As I continue to heal this herniated disk in my neck, I've decided to become curious about pain and learn what I can do differently when I experience it. I just finished the book Why I Hurt by Adrain Louwe. In all my 19 years of having a neurological illness, it's the most game changing and easy to read neuroscience based book about pain I've ever read.

They say that knowledge is power. Knowledge is also freedom. Understanding how the brain responds to pain, or even the fear of pain is helping me to better manage both my injury and my illness.

As a person who is passionate about wellness, it got me thinking about the role fear plays in our weight loss journeys. It's why for several years I got in my own way while trying to lose weight for the gazillionth time.

Change is downright uncomfortable. I prefer to hum along in my nice and cozy comfort zone. What makes me really uncomfortable is unpredictability. That's why it was easier to stay 40 pounds overweight than it was to lose the weight. I knew how to be tired. How to be sad. I knew what it felt like to have no energy. To box myself in. To avoid the hard. To limit myself. And I sat in those feelings like toddler running around in a dirty diaper, uncomfortable yet not quite ready to be changed.

I feared what my new life would look and feel like and what I'd look and feel like (but it feels oh so much better than I ever imagined). I feared losing friends and gaining friends (and both happened). I feared people would judge my efforts or give their two cents along my journey (and they sure did). I feared that I wasn't disciplined enough (turns out it's not so much about discipline as it is consistency). I feared I'd mess up (and of course I did).
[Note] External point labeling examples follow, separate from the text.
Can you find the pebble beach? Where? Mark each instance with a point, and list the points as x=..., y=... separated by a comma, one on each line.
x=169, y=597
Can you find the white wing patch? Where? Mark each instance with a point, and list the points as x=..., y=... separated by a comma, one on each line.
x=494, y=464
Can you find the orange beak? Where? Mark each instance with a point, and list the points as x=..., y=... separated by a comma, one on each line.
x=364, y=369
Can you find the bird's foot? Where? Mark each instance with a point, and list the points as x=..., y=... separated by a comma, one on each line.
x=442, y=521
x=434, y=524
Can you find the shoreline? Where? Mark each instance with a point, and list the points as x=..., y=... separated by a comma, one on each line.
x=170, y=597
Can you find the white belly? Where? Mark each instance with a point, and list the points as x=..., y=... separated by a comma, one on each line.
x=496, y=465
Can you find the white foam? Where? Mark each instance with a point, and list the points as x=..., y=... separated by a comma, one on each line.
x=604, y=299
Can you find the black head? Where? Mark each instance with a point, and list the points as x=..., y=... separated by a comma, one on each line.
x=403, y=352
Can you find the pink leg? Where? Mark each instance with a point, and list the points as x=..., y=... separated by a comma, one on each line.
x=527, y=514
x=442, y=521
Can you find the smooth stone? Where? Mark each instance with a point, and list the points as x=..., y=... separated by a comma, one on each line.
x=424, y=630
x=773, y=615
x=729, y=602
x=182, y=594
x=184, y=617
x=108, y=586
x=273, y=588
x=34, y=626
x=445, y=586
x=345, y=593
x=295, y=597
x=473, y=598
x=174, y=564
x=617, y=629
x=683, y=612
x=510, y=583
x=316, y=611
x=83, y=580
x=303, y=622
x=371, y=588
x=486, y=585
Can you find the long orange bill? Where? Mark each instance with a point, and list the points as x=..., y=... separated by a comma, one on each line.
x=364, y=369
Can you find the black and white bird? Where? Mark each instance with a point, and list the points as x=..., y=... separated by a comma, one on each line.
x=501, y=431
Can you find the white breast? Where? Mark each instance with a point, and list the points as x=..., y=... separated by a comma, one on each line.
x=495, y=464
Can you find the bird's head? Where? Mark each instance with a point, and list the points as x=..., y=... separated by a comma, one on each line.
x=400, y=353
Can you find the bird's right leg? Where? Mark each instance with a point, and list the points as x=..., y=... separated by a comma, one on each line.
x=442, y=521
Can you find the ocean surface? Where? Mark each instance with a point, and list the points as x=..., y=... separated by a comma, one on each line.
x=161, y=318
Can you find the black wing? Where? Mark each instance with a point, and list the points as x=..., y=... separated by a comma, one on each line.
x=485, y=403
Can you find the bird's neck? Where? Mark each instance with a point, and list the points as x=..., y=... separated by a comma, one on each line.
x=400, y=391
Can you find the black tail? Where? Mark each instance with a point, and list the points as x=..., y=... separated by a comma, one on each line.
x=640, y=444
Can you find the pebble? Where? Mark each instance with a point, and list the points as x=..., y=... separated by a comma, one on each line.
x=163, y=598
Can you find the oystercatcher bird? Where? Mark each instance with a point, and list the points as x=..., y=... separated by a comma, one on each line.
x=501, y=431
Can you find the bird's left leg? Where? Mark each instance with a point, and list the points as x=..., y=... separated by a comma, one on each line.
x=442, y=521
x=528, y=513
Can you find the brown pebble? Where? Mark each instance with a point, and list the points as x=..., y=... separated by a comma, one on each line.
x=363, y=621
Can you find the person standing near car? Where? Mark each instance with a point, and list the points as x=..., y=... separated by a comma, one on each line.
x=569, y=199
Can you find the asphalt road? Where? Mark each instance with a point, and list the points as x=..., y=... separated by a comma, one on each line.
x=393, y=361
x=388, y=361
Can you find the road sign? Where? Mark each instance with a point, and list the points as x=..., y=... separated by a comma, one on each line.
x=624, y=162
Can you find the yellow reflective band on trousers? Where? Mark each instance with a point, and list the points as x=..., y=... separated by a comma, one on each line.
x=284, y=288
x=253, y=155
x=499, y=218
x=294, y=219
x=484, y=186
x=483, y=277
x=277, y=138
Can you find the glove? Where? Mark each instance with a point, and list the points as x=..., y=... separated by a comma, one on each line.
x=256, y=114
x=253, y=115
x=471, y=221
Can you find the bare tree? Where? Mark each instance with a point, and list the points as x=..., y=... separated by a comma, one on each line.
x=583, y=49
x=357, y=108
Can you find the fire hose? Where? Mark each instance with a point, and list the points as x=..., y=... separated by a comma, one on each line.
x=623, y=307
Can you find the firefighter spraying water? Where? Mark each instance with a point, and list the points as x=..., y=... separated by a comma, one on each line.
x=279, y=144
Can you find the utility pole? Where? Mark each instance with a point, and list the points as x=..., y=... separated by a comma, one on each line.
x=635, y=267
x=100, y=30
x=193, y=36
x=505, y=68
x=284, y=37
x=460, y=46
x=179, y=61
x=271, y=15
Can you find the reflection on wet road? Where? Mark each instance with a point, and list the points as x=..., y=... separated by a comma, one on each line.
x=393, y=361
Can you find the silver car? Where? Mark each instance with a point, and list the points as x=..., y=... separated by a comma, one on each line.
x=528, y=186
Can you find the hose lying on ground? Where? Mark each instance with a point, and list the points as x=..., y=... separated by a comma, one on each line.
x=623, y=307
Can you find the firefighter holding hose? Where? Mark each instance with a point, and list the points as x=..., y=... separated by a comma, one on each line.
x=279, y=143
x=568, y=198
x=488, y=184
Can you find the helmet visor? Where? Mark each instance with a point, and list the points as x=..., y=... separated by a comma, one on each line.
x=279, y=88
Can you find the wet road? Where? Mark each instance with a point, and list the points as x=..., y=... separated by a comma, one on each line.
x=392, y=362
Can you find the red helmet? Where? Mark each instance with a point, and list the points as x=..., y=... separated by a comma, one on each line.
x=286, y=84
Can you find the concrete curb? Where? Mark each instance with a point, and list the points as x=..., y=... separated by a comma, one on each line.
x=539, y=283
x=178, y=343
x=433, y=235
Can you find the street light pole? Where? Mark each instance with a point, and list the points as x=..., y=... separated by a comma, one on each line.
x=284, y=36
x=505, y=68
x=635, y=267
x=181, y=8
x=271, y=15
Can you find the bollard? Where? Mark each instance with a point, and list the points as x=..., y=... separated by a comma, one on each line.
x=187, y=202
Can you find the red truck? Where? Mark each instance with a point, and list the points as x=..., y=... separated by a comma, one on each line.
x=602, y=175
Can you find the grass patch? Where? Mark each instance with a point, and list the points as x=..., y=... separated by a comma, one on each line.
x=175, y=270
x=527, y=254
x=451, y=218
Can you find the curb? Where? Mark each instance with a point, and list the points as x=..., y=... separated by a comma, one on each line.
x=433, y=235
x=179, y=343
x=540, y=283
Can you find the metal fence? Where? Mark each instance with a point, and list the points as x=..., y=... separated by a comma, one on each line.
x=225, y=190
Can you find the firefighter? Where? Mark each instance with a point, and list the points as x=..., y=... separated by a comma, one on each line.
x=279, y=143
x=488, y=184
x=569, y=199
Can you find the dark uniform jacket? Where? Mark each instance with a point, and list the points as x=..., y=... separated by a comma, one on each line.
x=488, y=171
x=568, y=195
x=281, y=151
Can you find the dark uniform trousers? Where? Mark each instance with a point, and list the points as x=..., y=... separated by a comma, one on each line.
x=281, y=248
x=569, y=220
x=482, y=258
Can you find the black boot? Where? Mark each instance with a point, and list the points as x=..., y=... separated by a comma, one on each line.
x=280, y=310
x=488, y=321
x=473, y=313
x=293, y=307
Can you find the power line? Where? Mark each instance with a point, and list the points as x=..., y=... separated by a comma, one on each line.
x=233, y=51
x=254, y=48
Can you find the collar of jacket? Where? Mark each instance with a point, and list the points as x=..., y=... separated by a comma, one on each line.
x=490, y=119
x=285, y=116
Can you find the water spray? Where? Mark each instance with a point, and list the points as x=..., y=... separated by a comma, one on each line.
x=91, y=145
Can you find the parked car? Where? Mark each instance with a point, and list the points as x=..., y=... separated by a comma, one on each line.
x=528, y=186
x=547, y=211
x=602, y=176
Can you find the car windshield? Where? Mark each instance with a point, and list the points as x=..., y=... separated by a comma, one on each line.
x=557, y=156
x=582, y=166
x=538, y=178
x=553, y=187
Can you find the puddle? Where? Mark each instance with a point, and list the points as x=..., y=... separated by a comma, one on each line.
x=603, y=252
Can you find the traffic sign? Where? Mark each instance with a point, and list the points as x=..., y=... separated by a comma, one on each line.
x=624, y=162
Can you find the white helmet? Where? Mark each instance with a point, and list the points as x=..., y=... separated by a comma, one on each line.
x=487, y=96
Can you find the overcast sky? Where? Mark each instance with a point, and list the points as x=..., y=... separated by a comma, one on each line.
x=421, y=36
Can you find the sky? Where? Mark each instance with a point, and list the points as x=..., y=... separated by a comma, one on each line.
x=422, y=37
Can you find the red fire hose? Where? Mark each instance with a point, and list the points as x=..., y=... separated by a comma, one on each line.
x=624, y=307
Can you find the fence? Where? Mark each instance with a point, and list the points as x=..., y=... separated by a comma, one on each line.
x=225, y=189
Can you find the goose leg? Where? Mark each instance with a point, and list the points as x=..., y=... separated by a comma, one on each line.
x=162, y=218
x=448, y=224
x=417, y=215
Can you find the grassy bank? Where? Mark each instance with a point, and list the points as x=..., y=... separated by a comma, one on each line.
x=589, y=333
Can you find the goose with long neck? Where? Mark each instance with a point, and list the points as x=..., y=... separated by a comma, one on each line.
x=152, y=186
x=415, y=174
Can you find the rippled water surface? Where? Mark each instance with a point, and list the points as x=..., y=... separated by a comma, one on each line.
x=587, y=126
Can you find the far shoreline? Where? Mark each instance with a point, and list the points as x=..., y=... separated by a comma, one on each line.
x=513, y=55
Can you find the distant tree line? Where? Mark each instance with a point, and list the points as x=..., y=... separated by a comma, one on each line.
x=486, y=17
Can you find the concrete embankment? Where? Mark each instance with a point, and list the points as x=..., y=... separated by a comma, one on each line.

I feared that I'd lose the weight and gain it back (#reallifehappenssometimes).

These fears are real, but they don't have to stop us from reaching our goals.


The thing about fear is that it's all about perception. If you asked me to hold a snake I'd be terrified (not sure I'd do it by the way) but many reptile lovers do it every day. The snake is scary depending on how we view it. It's the same with weight loss.

We must change our mindset in order to reach our goals. Because if we are afraid, the brain starts sending out S.O.S. signals and we are unintentionally blocking our own process. Our brain goes into self protection mode and will send us back to our old habits because they feel better. The cool thing is that the choice is ours. We get to choose how we see the journey and how we view ourselves along the way. We hold the power.

Once I started viewing my pain in a different way, moving my mindset from victim to victor, I was filled with a sense of peace.

I've been working with an awesome PT to help me to push past my fear of pain. Until I'm willing to push through past it, I won't be able to move forward. I'm realizing that I'm fearing a perceived fear. I'm fearing the "what if" and that's super unproductive (but a natural reaction).

That's why it's important to focus on the day at hand. Not what you looked or felt like in the past. Not how far you've fallen. Nor how far you have to go. Just today. Just the next meal or movement. One healthy choice at a time. Instead of fearing the future we can embrace the unknown.

I am working on saying "God, I'm open to what you put in my path today." Keeping my mind and heart open to change. Replacing the "F word", from "fear" to "faith". Faith in myself. Faith that change is possible. I also want to be grateful for my current circumstance, no matter what phase of life I'm in. Gratitude also brings about peace and reminds me that my life is abundant.

The choice is yours. Make a choice. Commit to the choice. Continue with courage.